Making blockchain transactions easier to pay potentially another driver

One of the key features of blockchain payments is their decentralised nature which eliminates the need for banks and other intermediaries. Transactions are recorded on distributed ledgers and become immutable and secure in the process. Blockchains are based on code, which are executed automatically after rule-based conditions are met. At the moment, it is necessary to hold ether or solana, for example, on one’s crypto wallet to make a small transaction directly on the blockchain. We think this is too cumbersome. We view the experiments conducted by Visa, for example, very positively, as users could potentially pay their monthly blockchain transactions with a credit card instead of having to pay a transaction fee every time a small transaction is made on the blockchain.

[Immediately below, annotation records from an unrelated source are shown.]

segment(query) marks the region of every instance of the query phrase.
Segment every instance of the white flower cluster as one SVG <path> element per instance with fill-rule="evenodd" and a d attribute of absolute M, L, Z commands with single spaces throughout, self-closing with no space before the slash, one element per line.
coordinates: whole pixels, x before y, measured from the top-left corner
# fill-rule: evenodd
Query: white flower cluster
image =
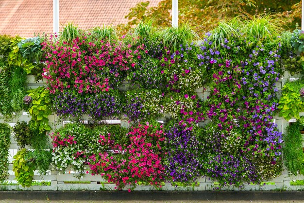
<path fill-rule="evenodd" d="M 182 110 L 188 112 L 196 109 L 196 101 L 191 98 L 191 95 L 186 98 L 185 95 L 176 94 L 173 97 L 166 98 L 163 106 L 164 112 L 169 114 L 172 118 L 178 119 Z"/>
<path fill-rule="evenodd" d="M 241 148 L 244 139 L 242 134 L 231 131 L 229 135 L 226 135 L 225 139 L 222 139 L 221 141 L 223 151 L 232 153 L 236 149 Z"/>
<path fill-rule="evenodd" d="M 63 171 L 64 173 L 68 166 L 71 165 L 74 148 L 66 147 L 61 148 L 59 147 L 53 148 L 52 152 L 52 163 L 53 167 L 57 170 Z"/>

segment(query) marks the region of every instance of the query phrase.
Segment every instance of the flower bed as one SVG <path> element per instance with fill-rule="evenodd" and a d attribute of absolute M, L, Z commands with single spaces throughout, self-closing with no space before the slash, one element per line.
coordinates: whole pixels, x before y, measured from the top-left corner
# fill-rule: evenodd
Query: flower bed
<path fill-rule="evenodd" d="M 176 46 L 152 34 L 111 41 L 84 31 L 68 40 L 44 36 L 37 59 L 46 86 L 30 90 L 20 106 L 32 116 L 36 138 L 50 130 L 51 110 L 77 123 L 52 134 L 56 169 L 71 166 L 79 177 L 99 174 L 119 189 L 139 182 L 195 184 L 204 176 L 219 188 L 272 179 L 283 169 L 282 132 L 273 119 L 278 106 L 287 110 L 276 85 L 281 56 L 290 50 L 285 38 L 253 37 L 238 28 Z M 155 119 L 164 114 L 161 126 Z M 92 126 L 77 122 L 84 115 Z M 99 126 L 122 116 L 129 132 Z"/>

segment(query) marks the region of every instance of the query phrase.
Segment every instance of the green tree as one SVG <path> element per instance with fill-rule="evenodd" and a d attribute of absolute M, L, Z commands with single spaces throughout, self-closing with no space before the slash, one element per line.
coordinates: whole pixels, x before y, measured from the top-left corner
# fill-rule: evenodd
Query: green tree
<path fill-rule="evenodd" d="M 142 2 L 131 8 L 125 17 L 129 22 L 119 25 L 118 30 L 125 33 L 140 21 L 151 19 L 155 26 L 170 26 L 172 0 L 162 0 L 157 7 L 149 7 L 149 1 Z M 179 12 L 179 20 L 190 21 L 199 27 L 201 34 L 216 27 L 221 20 L 238 16 L 251 19 L 254 15 L 270 13 L 285 28 L 293 29 L 301 20 L 301 2 L 299 0 L 180 0 Z"/>

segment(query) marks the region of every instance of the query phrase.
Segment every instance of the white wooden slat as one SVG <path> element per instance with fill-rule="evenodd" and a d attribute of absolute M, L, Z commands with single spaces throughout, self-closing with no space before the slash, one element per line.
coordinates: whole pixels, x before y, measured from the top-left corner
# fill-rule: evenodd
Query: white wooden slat
<path fill-rule="evenodd" d="M 16 176 L 15 175 L 10 175 L 7 180 L 15 180 Z M 33 178 L 35 181 L 55 181 L 56 180 L 56 175 L 34 175 Z"/>

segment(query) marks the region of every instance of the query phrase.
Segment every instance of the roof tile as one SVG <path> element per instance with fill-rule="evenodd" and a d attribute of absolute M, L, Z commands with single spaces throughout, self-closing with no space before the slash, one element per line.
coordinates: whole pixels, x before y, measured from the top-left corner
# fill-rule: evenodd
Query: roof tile
<path fill-rule="evenodd" d="M 88 29 L 103 24 L 126 23 L 124 17 L 136 3 L 147 0 L 60 0 L 59 23 L 71 22 Z M 155 6 L 161 0 L 151 0 Z M 0 34 L 33 36 L 53 31 L 53 3 L 45 0 L 0 1 Z M 62 27 L 62 26 L 60 26 Z"/>

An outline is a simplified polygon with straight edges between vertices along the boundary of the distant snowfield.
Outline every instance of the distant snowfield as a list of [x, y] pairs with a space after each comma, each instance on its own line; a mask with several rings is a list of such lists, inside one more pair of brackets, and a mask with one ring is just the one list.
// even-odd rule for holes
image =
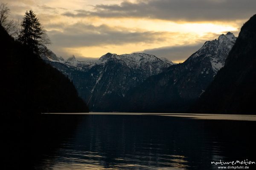
[[233, 121], [256, 121], [256, 115], [228, 115], [217, 114], [192, 114], [192, 113], [128, 113], [90, 112], [89, 113], [42, 113], [60, 115], [154, 115], [158, 116], [172, 116], [187, 118], [192, 119], [226, 120]]

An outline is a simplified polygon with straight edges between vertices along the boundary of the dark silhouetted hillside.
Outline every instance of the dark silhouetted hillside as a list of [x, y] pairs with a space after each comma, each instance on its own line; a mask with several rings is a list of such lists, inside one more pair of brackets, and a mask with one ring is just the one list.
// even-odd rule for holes
[[73, 83], [1, 26], [2, 112], [87, 112]]
[[244, 24], [224, 67], [190, 112], [255, 114], [256, 14]]

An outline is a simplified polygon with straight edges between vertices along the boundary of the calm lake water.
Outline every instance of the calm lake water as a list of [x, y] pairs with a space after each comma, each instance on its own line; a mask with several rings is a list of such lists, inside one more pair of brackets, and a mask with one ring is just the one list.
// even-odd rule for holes
[[35, 149], [34, 168], [217, 170], [211, 161], [256, 161], [254, 116], [93, 114], [44, 115], [56, 127]]

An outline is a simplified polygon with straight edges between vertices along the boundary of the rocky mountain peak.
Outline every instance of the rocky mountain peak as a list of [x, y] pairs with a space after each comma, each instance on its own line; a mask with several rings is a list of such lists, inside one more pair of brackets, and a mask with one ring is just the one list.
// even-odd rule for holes
[[221, 35], [218, 38], [218, 41], [221, 43], [223, 41], [227, 40], [235, 42], [236, 40], [236, 37], [234, 35], [233, 33], [230, 32], [228, 32], [226, 35], [223, 34]]

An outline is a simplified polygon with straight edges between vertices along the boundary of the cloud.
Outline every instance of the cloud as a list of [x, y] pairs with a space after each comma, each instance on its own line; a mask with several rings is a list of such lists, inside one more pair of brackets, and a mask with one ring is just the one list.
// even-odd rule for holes
[[169, 20], [227, 20], [248, 19], [255, 14], [255, 0], [149, 0], [94, 6], [93, 11], [75, 10], [70, 17], [138, 17]]
[[173, 62], [184, 61], [201, 48], [204, 43], [190, 45], [166, 46], [145, 49], [140, 52], [150, 54], [159, 58], [163, 57]]
[[165, 32], [131, 31], [123, 27], [111, 27], [105, 25], [96, 26], [82, 23], [67, 26], [63, 28], [62, 32], [49, 31], [48, 34], [55, 44], [69, 48], [138, 42], [154, 43], [164, 41], [167, 37], [177, 35], [176, 32]]

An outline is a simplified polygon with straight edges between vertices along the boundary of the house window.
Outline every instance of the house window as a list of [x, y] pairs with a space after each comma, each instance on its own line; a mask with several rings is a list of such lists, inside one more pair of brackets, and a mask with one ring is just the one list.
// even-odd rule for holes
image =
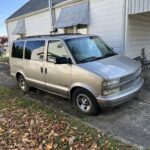
[[69, 33], [81, 33], [81, 34], [88, 34], [88, 26], [87, 25], [77, 25], [72, 27], [64, 28], [64, 32], [66, 34]]
[[24, 42], [15, 42], [12, 47], [13, 58], [23, 58]]
[[41, 61], [44, 59], [45, 41], [28, 41], [25, 47], [25, 59]]

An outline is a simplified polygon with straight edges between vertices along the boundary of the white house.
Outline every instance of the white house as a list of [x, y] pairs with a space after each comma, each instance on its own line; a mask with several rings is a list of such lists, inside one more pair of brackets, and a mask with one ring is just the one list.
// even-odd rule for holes
[[53, 0], [52, 9], [48, 0], [29, 0], [6, 25], [9, 42], [55, 27], [59, 33], [99, 35], [118, 53], [136, 58], [150, 49], [150, 0]]

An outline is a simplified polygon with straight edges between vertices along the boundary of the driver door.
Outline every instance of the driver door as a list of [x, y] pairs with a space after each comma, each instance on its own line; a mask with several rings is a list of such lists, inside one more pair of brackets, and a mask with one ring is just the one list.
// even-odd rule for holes
[[57, 64], [55, 62], [56, 57], [69, 58], [69, 54], [62, 41], [49, 41], [47, 49], [47, 62], [45, 63], [46, 90], [57, 95], [68, 97], [72, 65]]

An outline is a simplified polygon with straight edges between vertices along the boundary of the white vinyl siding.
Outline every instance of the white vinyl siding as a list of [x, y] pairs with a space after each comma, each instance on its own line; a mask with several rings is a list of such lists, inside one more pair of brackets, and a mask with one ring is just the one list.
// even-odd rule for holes
[[123, 53], [124, 0], [90, 0], [90, 14], [89, 33]]
[[150, 16], [140, 14], [128, 17], [125, 55], [141, 56], [141, 49], [150, 49]]

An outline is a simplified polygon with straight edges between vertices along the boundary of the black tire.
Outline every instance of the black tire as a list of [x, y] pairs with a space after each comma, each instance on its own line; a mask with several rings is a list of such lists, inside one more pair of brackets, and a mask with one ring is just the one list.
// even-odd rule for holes
[[18, 86], [23, 93], [27, 93], [29, 91], [29, 87], [23, 75], [19, 75], [18, 77]]
[[[82, 99], [86, 99], [86, 102], [85, 100], [83, 101], [85, 104], [81, 102]], [[95, 97], [85, 89], [76, 89], [72, 94], [72, 102], [75, 108], [85, 115], [97, 115], [99, 112], [99, 106]]]

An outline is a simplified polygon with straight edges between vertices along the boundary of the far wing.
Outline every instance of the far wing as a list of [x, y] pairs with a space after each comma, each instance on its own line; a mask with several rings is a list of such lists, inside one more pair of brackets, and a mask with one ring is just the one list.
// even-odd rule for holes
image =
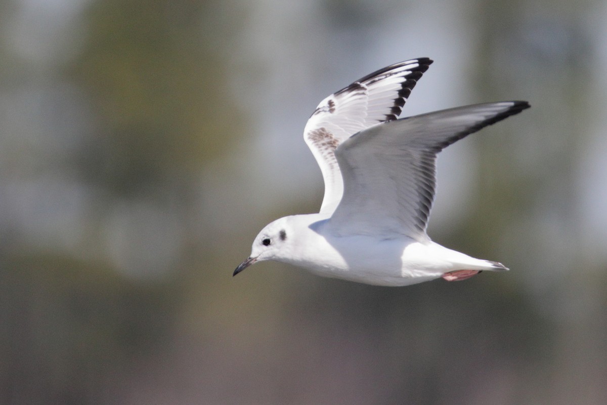
[[308, 120], [304, 138], [322, 172], [321, 213], [331, 213], [343, 185], [334, 151], [352, 135], [378, 123], [396, 120], [418, 80], [432, 61], [413, 59], [384, 67], [322, 100]]
[[335, 151], [344, 188], [331, 231], [427, 240], [436, 154], [529, 107], [526, 101], [459, 107], [378, 124], [351, 137]]

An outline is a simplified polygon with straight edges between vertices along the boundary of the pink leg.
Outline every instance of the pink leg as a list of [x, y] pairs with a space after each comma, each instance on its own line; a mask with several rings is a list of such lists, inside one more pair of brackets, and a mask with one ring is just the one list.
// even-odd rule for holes
[[476, 276], [480, 272], [480, 270], [456, 270], [446, 273], [443, 274], [443, 278], [447, 281], [461, 281]]

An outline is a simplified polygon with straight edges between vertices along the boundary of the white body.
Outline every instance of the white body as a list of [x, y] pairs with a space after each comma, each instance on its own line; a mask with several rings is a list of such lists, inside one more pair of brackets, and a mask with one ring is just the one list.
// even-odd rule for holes
[[421, 58], [388, 66], [320, 102], [304, 130], [325, 182], [320, 213], [266, 225], [234, 275], [265, 260], [392, 286], [507, 270], [434, 243], [426, 228], [438, 152], [529, 106], [489, 103], [397, 119], [432, 63]]
[[[336, 236], [327, 229], [329, 219], [321, 214], [281, 218], [276, 228], [287, 229], [290, 248], [272, 260], [333, 278], [399, 287], [441, 277], [457, 270], [506, 270], [498, 264], [471, 257], [429, 239], [424, 242], [402, 236], [378, 239], [368, 235]], [[257, 250], [254, 248], [253, 255]], [[263, 253], [260, 253], [260, 259]]]

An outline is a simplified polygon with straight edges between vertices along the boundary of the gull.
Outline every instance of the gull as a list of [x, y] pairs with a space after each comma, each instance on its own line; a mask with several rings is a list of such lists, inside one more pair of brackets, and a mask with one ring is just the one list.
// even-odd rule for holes
[[433, 242], [426, 228], [438, 152], [529, 104], [487, 103], [398, 119], [432, 62], [387, 66], [320, 102], [304, 131], [324, 180], [320, 212], [266, 225], [233, 275], [275, 260], [325, 277], [403, 286], [508, 270]]

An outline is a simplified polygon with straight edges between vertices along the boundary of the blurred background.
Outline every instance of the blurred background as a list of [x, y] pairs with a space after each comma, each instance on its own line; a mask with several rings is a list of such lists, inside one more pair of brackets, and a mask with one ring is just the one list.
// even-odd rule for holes
[[[0, 403], [607, 403], [607, 3], [0, 1]], [[435, 62], [404, 116], [526, 100], [439, 158], [430, 234], [506, 273], [265, 262], [317, 211], [330, 93]]]

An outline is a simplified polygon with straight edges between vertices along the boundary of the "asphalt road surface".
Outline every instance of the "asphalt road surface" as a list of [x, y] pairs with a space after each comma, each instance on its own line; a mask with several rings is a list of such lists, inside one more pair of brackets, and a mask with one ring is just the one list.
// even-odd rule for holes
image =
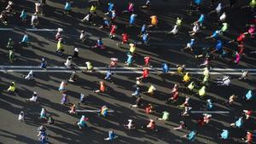
[[[64, 55], [61, 56], [55, 54], [56, 42], [55, 41], [55, 31], [32, 31], [27, 23], [20, 22], [19, 14], [22, 9], [27, 9], [29, 15], [34, 13], [34, 1], [14, 1], [16, 14], [10, 15], [9, 25], [0, 25], [0, 143], [14, 144], [39, 143], [37, 137], [37, 128], [41, 124], [47, 128], [47, 132], [50, 135], [49, 140], [54, 144], [76, 144], [76, 143], [208, 143], [218, 144], [224, 141], [219, 140], [218, 134], [222, 130], [226, 129], [230, 132], [230, 139], [226, 143], [242, 143], [239, 141], [246, 135], [246, 131], [255, 130], [255, 100], [251, 101], [243, 101], [241, 97], [246, 95], [247, 90], [255, 89], [255, 57], [249, 55], [251, 51], [255, 50], [255, 39], [248, 38], [245, 42], [245, 55], [242, 56], [239, 65], [230, 62], [232, 58], [230, 56], [235, 49], [235, 44], [226, 44], [228, 49], [231, 49], [230, 54], [225, 60], [215, 59], [211, 61], [212, 75], [209, 86], [207, 89], [207, 97], [199, 99], [195, 94], [190, 94], [185, 90], [181, 91], [178, 101], [174, 104], [166, 104], [165, 101], [168, 98], [168, 93], [175, 84], [182, 81], [180, 75], [175, 74], [177, 64], [185, 64], [192, 73], [193, 80], [201, 81], [200, 74], [202, 70], [198, 66], [203, 62], [203, 60], [195, 59], [191, 54], [182, 52], [180, 49], [186, 46], [191, 39], [188, 34], [191, 31], [191, 23], [197, 20], [200, 14], [207, 14], [212, 9], [209, 8], [209, 2], [205, 2], [202, 9], [200, 12], [195, 12], [192, 15], [186, 14], [188, 9], [187, 1], [177, 0], [152, 0], [150, 10], [143, 10], [139, 7], [144, 3], [144, 1], [135, 2], [135, 13], [138, 15], [136, 20], [136, 26], [126, 27], [129, 23], [129, 14], [123, 14], [121, 11], [125, 9], [129, 1], [115, 0], [117, 18], [117, 37], [112, 40], [108, 37], [109, 30], [101, 30], [98, 26], [102, 23], [103, 14], [107, 11], [108, 1], [102, 2], [97, 9], [98, 17], [96, 19], [95, 26], [86, 23], [81, 23], [79, 20], [83, 19], [88, 12], [90, 3], [82, 0], [75, 0], [73, 3], [72, 12], [66, 15], [63, 14], [64, 0], [49, 0], [47, 5], [44, 8], [44, 15], [39, 16], [40, 25], [38, 29], [55, 30], [58, 27], [63, 28], [63, 40], [65, 41]], [[110, 2], [110, 1], [109, 1]], [[238, 2], [234, 8], [225, 7], [224, 11], [228, 15], [228, 23], [230, 24], [229, 32], [223, 36], [222, 39], [225, 42], [234, 39], [247, 28], [245, 25], [253, 19], [253, 14], [249, 9], [241, 9], [247, 0]], [[228, 1], [223, 1], [224, 5], [228, 5]], [[0, 1], [0, 9], [6, 7], [4, 2]], [[127, 32], [130, 35], [131, 42], [139, 42], [138, 37], [140, 27], [143, 24], [150, 23], [150, 15], [156, 14], [159, 17], [160, 24], [158, 28], [151, 28], [154, 32], [149, 33], [150, 40], [148, 46], [138, 45], [134, 65], [127, 68], [124, 66], [126, 60], [126, 52], [129, 50], [128, 45], [117, 47], [116, 43], [120, 43], [120, 34]], [[183, 27], [178, 34], [173, 36], [165, 36], [164, 31], [170, 31], [175, 25], [177, 17], [181, 16], [183, 19]], [[213, 25], [217, 21], [217, 15], [212, 14], [207, 15], [207, 27], [202, 30], [195, 37], [197, 41], [195, 47], [201, 49], [203, 47], [213, 48], [215, 42], [206, 41], [204, 37], [209, 36], [214, 30], [219, 28], [219, 26]], [[8, 29], [10, 28], [10, 29]], [[84, 30], [90, 36], [84, 43], [78, 40], [79, 32]], [[30, 46], [20, 47], [18, 43], [21, 40], [24, 33], [28, 34], [30, 38]], [[98, 37], [102, 37], [106, 49], [92, 49], [90, 46], [95, 45]], [[9, 37], [12, 37], [15, 42], [15, 49], [18, 60], [10, 63], [8, 59], [8, 49], [6, 44]], [[69, 106], [61, 104], [61, 94], [58, 91], [61, 81], [67, 80], [73, 70], [63, 68], [67, 57], [73, 55], [73, 48], [79, 49], [79, 58], [73, 63], [79, 66], [84, 66], [85, 61], [91, 61], [98, 70], [95, 72], [82, 73], [78, 71], [79, 80], [75, 83], [68, 83], [67, 95], [72, 103], [78, 101], [79, 94], [84, 93], [87, 95], [86, 105], [79, 106], [80, 109], [100, 109], [102, 106], [107, 106], [113, 110], [106, 118], [98, 116], [95, 112], [83, 112], [89, 118], [88, 128], [79, 130], [73, 124], [78, 121], [81, 115], [69, 114]], [[152, 58], [151, 65], [153, 69], [150, 77], [143, 81], [143, 91], [146, 91], [148, 86], [154, 84], [156, 87], [156, 92], [154, 96], [142, 95], [143, 104], [148, 103], [155, 105], [156, 112], [152, 114], [147, 114], [143, 107], [129, 108], [130, 104], [133, 104], [135, 98], [131, 97], [131, 93], [135, 90], [133, 85], [136, 78], [141, 75], [142, 68], [137, 66], [143, 65], [143, 57], [150, 55]], [[42, 57], [44, 57], [49, 64], [48, 70], [41, 70], [38, 66], [40, 65]], [[110, 58], [119, 59], [119, 68], [113, 75], [113, 82], [107, 82], [107, 85], [111, 89], [110, 93], [94, 94], [93, 89], [98, 89], [99, 81], [105, 76], [105, 70], [110, 63]], [[157, 75], [156, 68], [160, 68], [163, 62], [167, 62], [172, 67], [172, 72], [165, 75]], [[122, 69], [122, 67], [125, 67]], [[229, 68], [229, 69], [227, 69]], [[214, 70], [215, 69], [215, 70]], [[241, 71], [249, 69], [251, 75], [247, 80], [238, 80]], [[27, 74], [30, 70], [34, 70], [36, 82], [31, 82], [22, 78], [22, 75]], [[217, 86], [214, 80], [218, 77], [230, 75], [231, 84], [227, 87]], [[7, 92], [11, 82], [15, 82], [18, 89], [18, 95], [12, 95]], [[183, 86], [180, 85], [181, 89]], [[32, 104], [26, 101], [30, 98], [33, 91], [38, 92], [41, 104]], [[222, 103], [228, 99], [230, 95], [236, 94], [238, 100], [231, 107], [227, 107]], [[229, 112], [228, 114], [212, 114], [210, 123], [205, 126], [200, 126], [196, 124], [197, 119], [201, 117], [201, 113], [194, 113], [189, 117], [181, 117], [180, 110], [177, 107], [181, 104], [185, 96], [191, 97], [190, 105], [195, 111], [206, 110], [207, 100], [212, 99], [214, 102], [212, 111]], [[49, 114], [53, 115], [55, 119], [54, 125], [49, 125], [41, 120], [38, 120], [41, 108], [44, 107]], [[230, 123], [234, 123], [237, 117], [241, 115], [243, 109], [252, 109], [253, 114], [251, 119], [247, 120], [242, 128], [235, 129], [230, 127]], [[25, 123], [18, 121], [18, 114], [20, 111], [25, 112]], [[155, 119], [161, 117], [163, 111], [170, 112], [170, 119], [166, 122], [156, 121], [158, 131], [142, 130], [140, 127], [148, 123], [149, 119]], [[127, 119], [131, 118], [136, 122], [137, 129], [129, 130], [122, 125], [127, 124]], [[173, 130], [173, 127], [178, 125], [179, 121], [183, 120], [188, 124], [188, 129], [182, 130]], [[103, 138], [108, 136], [108, 130], [114, 130], [119, 136], [113, 141], [104, 141]], [[187, 134], [189, 131], [196, 130], [198, 135], [195, 141], [190, 142], [180, 136]]]

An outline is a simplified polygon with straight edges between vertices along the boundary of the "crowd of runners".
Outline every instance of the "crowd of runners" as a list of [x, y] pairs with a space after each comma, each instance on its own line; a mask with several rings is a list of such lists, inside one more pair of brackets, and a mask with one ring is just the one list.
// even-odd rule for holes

Sustainable bull market needs killer use cases

The two most prevalent use cases for blockchains today are tokenised currencies or stablecoins, often the US dollar, and tokenisation of real-world and financial assets. We have listed a number of potential blockchain use cases in our recent Crypto Monthly, but as is often the case with new technologies, it is very likely that something totally new will come along. An application that’s far superior to anything we are using today will take the market by storm and push the crypto industry mainstream. It will only be obvious in hindsight.

Sources

1 Source: WisdomTree, Censuswide. Pan-Europe Professional Investor Survey Research, Survey of 803 professional investors across Europe, conducted during August 2023.

2 Porfolio simulations included years between December 2014 – August 2023. More information can be found in our white paper, A New Asset Class: Investing in the Digital Asset Ecosystem.

3 From mid October to mid November 2023.